We've Rebuilt Government Digital Infrastructure Before. Here's What AI Requires Us to Get Right This Time.

How AI and LLMs will change government websites

One of the first jobs I ever had in government technology was leading the complete redesign of a hospital quality reporting system. That was over seven years ago. And I still see the same core challenge playing out today, just wearing different clothes.

It was 2017. I was working with the United States Digital Service on the CCSQ process, the system that determined how hospitals got paid under Medicare and Medicaid. At the time, most government websites were organized like org charts. If you did not already know which agency owned what you needed, you were not finding it. And the people who suffered most for that were the ones who could least afford to navigate a maze.

We made a deliberate choice to organize content around user need instead of bureaucratic structure. Resident. Business owner. State employee. We built pathways based on who you were and what you actually needed, not on how the government had arranged itself internally. That decision sounds obvious now. In 2017, it was a genuine fight.

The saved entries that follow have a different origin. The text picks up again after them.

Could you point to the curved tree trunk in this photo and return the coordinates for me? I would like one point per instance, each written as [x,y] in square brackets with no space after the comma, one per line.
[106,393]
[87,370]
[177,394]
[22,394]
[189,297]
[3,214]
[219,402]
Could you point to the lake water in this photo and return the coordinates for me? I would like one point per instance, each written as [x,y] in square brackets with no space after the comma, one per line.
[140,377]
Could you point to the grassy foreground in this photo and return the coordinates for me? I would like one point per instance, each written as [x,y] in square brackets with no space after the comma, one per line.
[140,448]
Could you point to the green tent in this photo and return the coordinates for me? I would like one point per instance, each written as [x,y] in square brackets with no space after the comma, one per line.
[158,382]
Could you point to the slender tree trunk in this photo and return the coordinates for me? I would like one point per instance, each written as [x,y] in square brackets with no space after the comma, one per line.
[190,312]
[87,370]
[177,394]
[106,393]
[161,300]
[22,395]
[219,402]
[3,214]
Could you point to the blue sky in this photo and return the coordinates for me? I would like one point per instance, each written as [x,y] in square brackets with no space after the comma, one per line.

What I understood then, and what has only deepened through my later work at CMS and now advising enterprise AI strategy at Metric5, is that reorganizing how information flows is never just a design problem. It is a decision about who bears responsibility when the system gets it wrong. When I was helping shape how hospitals reported quality data and how that data connected to payment systems, every structural choice I made had a downstream consequence for real institutions and real patients. I had to be able to name that and own it.

That accountability does not disappear when you introduce AI. It concentrates.

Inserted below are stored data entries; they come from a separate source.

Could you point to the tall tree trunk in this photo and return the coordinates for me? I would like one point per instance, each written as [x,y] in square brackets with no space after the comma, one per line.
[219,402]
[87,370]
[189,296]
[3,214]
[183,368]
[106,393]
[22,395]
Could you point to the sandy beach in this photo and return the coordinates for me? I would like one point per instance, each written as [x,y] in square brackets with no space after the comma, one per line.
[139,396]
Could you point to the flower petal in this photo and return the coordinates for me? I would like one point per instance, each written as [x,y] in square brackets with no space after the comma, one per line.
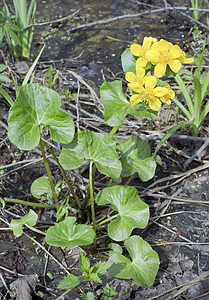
[130,76]
[150,82]
[187,60]
[135,99]
[175,65]
[141,62]
[140,72]
[147,42]
[155,105]
[152,56]
[160,69]
[176,51]
[135,86]
[160,91]
[136,50]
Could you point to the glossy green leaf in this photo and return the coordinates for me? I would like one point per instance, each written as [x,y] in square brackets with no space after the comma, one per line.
[37,107]
[69,282]
[95,147]
[143,265]
[128,61]
[137,158]
[29,219]
[40,187]
[132,211]
[117,107]
[84,263]
[66,234]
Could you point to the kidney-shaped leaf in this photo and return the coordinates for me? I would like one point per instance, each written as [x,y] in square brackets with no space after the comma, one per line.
[142,267]
[92,146]
[137,158]
[117,107]
[66,234]
[132,212]
[37,107]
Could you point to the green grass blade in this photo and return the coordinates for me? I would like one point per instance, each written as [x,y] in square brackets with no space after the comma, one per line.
[26,79]
[6,96]
[204,112]
[197,100]
[170,132]
[205,86]
[185,92]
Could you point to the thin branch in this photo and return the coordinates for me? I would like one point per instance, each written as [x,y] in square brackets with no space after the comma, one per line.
[147,12]
[62,20]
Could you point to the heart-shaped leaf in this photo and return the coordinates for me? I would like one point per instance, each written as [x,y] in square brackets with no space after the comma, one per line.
[137,158]
[66,234]
[29,219]
[37,107]
[117,107]
[142,267]
[95,147]
[132,212]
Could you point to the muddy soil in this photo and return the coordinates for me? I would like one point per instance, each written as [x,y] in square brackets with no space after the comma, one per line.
[178,196]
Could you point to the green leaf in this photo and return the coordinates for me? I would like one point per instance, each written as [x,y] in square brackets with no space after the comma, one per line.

Now We Are at the Same Inflection Point, and the Stakes Are Higher

Large language models are doing to government content what search engines did twenty years ago. They are ingesting it, reinterpreting it, and serving it back to people who trust the output because it sounds authoritative. And just like in the early search era, government agencies are not yet building for the infrastructure that is actually consuming their information.

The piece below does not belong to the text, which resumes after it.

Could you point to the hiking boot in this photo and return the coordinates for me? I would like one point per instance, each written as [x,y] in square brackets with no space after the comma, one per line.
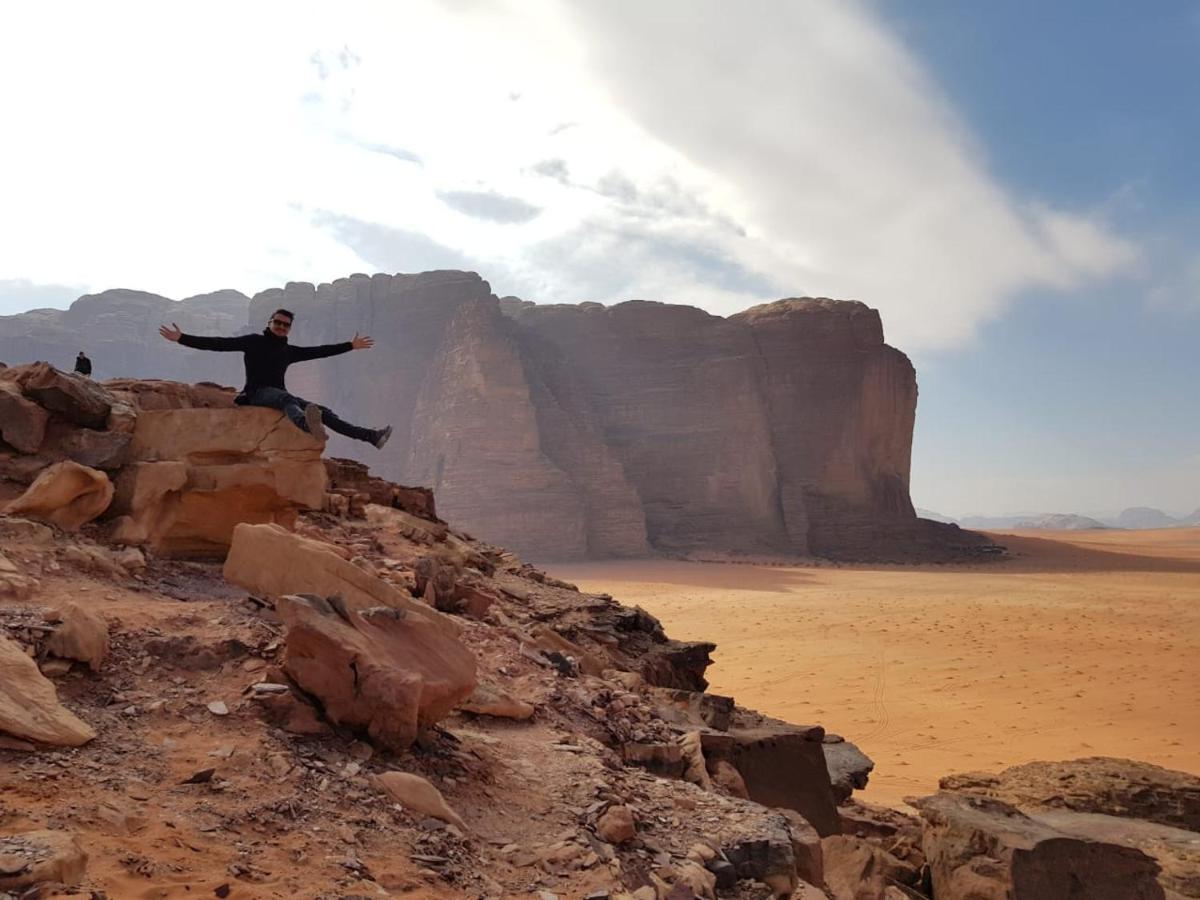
[316,426]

But there is a critical difference this time. Search engines indexed what you published and ranked it. LLMs synthesize across sources and generate responses that may blend your authoritative content with seventeen other things the model encountered during training. The accuracy problem is real, but the deeper problem is interoperability.

Government agencies do not operate in isolation. A question about Medicaid eligibility may touch CMS policy, a state agency's implementation, a county navigator's interpretation, and a benefits portal's outdated FAQ. When an LLM processes that question, it is not consulting one clean source of truth. It is working across a fragmented ecosystem where those sources are not designed to talk to each other, let alone to be machine-readable in consistent ways.

That is the interoperability crisis underneath the AI readiness conversation. And it is one I watched develop up close.

At CMS, I saw how even within a single federal agency, systems built in different eras, on different platforms, with different data standards, created enormous friction for the humans trying to make policy work in practice. When I led learner insights research on technology skill gaps among CMS employees, one of the clearest findings was that people were not struggling because the tools were hard. They were struggling because the tools did not speak to each other. Staff were manually bridging gaps that should have been closed at the infrastructure level.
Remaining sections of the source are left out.